Abedi, J., Leon, S., Kao, J., Bayley, R., Ewers, N., Herman, J., & Mundhenk, K. (2011). Accessible reading assessments for students with disabilities: The role of cognitive, grammatical, lexical, and textual/visual features (CRESST Report No. 785). Los Angeles: National Center for Research on Evaluation, Standards, and Student Testing. Retrieved from http://www.cse.ucla.edu/products/reports/R785.pdf

Report

Abedi, J., Leon, S., Kao, J., Bayley, R., Ewers, N., Herman, J., & Mundhenk, K. (2011). Accessible reading assessments for students with disabilities: The role of cognitive, grammatical, lexical, and textual/visual features (CRESST Report No. 785). Los Angeles: National Center for Research on Evaluation, Standards, and Student Testing. Retrieved from http://www.cse.ucla.edu/products/reports/R785.pdf

Notes

CRESST report 785

Tags

Middle school; No disability; Reading; U.S. context

URL

http://www.cse.ucla.edu/products/reports/R785.pdf

Summary

Accommodation

In this report, authors investigated the role that certain features of reading test items (cognitive, grammatical, lexical, textual/visual) play in causing reading test items to function differently for students with and without disabilities.

Participants

Participants were students in grade 8 in three unidentified states (U.S.). Students with (n=28,812) and without disabilities (n=257,211) were included in the analyses.

Dependent Variable

The dependent variable was scores on nine reading assessment forms across the three participating states. Assessments included multiple-choice, extended-response, and field test items. External raters also rated the accessibility of items.

Findings

Results indicated that students with disabilities perform lower on standardized tests than students with no identified disabilities in both state and national assessments.

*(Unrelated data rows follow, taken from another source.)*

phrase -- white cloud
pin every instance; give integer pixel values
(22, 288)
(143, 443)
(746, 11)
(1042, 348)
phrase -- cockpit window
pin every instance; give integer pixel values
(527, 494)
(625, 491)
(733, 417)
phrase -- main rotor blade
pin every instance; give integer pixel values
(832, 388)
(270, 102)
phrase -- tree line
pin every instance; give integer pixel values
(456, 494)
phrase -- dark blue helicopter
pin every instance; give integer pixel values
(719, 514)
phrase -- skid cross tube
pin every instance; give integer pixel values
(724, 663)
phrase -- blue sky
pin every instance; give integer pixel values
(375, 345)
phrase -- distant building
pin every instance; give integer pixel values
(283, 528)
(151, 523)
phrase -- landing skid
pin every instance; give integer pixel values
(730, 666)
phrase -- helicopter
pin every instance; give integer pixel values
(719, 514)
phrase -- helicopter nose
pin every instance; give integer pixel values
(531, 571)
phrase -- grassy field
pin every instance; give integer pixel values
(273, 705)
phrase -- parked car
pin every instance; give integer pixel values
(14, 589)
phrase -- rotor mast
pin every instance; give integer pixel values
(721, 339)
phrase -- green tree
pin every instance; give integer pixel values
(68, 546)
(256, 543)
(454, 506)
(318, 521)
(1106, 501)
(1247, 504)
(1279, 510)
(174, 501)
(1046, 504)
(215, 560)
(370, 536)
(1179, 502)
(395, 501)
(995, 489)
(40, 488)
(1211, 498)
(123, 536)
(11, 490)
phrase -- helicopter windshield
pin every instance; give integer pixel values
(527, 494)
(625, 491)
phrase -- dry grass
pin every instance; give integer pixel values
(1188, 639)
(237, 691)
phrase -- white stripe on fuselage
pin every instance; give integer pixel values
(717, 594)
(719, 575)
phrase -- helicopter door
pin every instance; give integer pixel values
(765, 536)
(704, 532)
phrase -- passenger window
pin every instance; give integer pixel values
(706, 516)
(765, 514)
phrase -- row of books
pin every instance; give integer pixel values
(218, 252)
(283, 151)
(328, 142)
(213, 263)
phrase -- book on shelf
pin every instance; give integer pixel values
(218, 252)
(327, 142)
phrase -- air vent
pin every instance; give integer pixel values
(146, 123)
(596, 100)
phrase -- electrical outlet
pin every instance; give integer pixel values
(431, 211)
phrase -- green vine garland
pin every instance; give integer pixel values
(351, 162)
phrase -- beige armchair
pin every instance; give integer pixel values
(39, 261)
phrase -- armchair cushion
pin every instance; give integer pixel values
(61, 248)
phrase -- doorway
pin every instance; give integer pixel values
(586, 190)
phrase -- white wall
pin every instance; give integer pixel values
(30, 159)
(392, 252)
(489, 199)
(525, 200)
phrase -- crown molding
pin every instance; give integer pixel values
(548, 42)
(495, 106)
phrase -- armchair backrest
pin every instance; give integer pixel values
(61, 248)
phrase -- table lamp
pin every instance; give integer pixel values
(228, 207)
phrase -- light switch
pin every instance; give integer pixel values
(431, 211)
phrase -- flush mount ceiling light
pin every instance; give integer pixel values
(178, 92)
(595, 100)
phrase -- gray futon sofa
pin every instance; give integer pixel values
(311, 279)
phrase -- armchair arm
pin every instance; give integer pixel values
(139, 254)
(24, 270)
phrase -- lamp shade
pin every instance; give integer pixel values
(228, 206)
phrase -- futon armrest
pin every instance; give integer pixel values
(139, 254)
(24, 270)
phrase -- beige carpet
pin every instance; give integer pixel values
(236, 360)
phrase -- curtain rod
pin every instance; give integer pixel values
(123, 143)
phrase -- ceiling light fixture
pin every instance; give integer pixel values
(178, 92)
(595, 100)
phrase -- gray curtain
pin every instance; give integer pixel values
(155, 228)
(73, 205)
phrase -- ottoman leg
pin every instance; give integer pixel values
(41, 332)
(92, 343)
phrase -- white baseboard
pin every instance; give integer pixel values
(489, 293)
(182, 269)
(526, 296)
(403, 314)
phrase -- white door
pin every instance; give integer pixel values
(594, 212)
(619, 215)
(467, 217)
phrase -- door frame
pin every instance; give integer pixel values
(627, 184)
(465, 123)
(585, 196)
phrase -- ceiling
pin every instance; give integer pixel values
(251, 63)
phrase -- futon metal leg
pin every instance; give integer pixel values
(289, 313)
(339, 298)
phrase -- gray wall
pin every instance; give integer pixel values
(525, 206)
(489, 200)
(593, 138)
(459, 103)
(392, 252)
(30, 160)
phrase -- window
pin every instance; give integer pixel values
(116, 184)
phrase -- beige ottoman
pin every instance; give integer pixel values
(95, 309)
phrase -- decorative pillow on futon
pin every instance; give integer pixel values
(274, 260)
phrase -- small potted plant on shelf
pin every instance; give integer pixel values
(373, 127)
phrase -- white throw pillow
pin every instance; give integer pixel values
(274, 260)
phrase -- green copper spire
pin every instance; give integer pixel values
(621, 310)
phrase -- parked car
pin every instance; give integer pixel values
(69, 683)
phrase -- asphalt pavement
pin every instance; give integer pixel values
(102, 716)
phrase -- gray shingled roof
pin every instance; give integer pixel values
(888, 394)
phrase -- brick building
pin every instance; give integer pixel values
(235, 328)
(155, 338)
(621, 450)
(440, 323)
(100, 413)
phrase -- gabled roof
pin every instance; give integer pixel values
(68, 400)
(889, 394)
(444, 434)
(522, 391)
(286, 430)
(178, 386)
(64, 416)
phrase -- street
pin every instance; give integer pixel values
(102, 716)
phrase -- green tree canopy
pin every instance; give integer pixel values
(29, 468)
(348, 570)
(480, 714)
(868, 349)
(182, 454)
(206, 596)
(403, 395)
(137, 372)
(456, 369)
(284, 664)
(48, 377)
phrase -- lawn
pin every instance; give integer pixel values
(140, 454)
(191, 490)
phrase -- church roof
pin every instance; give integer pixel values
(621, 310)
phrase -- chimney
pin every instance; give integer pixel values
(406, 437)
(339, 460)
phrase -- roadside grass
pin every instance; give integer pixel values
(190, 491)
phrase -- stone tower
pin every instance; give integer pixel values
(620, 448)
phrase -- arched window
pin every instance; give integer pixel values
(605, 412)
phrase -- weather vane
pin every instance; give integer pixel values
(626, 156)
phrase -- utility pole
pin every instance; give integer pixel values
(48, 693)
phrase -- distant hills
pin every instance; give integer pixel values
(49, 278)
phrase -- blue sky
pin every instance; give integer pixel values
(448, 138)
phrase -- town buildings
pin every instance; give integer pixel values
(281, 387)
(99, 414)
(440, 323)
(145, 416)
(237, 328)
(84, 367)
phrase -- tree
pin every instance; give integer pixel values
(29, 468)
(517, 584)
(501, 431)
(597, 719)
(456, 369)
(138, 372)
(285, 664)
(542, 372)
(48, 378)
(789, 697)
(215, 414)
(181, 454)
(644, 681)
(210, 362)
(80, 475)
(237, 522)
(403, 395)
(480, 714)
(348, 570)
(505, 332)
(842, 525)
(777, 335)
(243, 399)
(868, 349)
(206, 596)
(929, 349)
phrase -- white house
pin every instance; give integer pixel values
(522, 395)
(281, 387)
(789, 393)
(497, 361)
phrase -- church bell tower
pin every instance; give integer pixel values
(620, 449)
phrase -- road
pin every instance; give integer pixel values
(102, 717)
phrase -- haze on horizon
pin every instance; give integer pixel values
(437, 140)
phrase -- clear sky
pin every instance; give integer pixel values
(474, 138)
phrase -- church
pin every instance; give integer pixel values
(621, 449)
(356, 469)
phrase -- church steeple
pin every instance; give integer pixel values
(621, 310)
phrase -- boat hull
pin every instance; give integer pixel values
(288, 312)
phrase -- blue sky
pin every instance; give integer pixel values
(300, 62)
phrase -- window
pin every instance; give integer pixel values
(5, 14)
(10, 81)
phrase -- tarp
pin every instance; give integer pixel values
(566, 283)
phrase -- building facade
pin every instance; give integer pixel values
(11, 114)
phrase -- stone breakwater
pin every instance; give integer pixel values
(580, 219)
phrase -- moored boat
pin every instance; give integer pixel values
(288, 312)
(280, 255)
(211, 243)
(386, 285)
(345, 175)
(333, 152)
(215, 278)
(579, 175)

DIF and discriminant analysis procedures revealed that some accessibility features had more impact on reading than other features, and some of these features had more differentiating power than others between students with and without disabilities. Features that had the highest level of impact on the performance of students with disabilities (i.e., their performance was lower): depth of knowledge, complex verbs, subordinate clauses, % of unique words compared to total words at passage level, words with more than 7 letters, point size, font change, and unnecessary visuals. Discriminant analyses suggested that textual/visual features and lexical features have the highest level of discrimination power between students with and without disabilities. Limitations of the study were reported, and future research directions were suggested.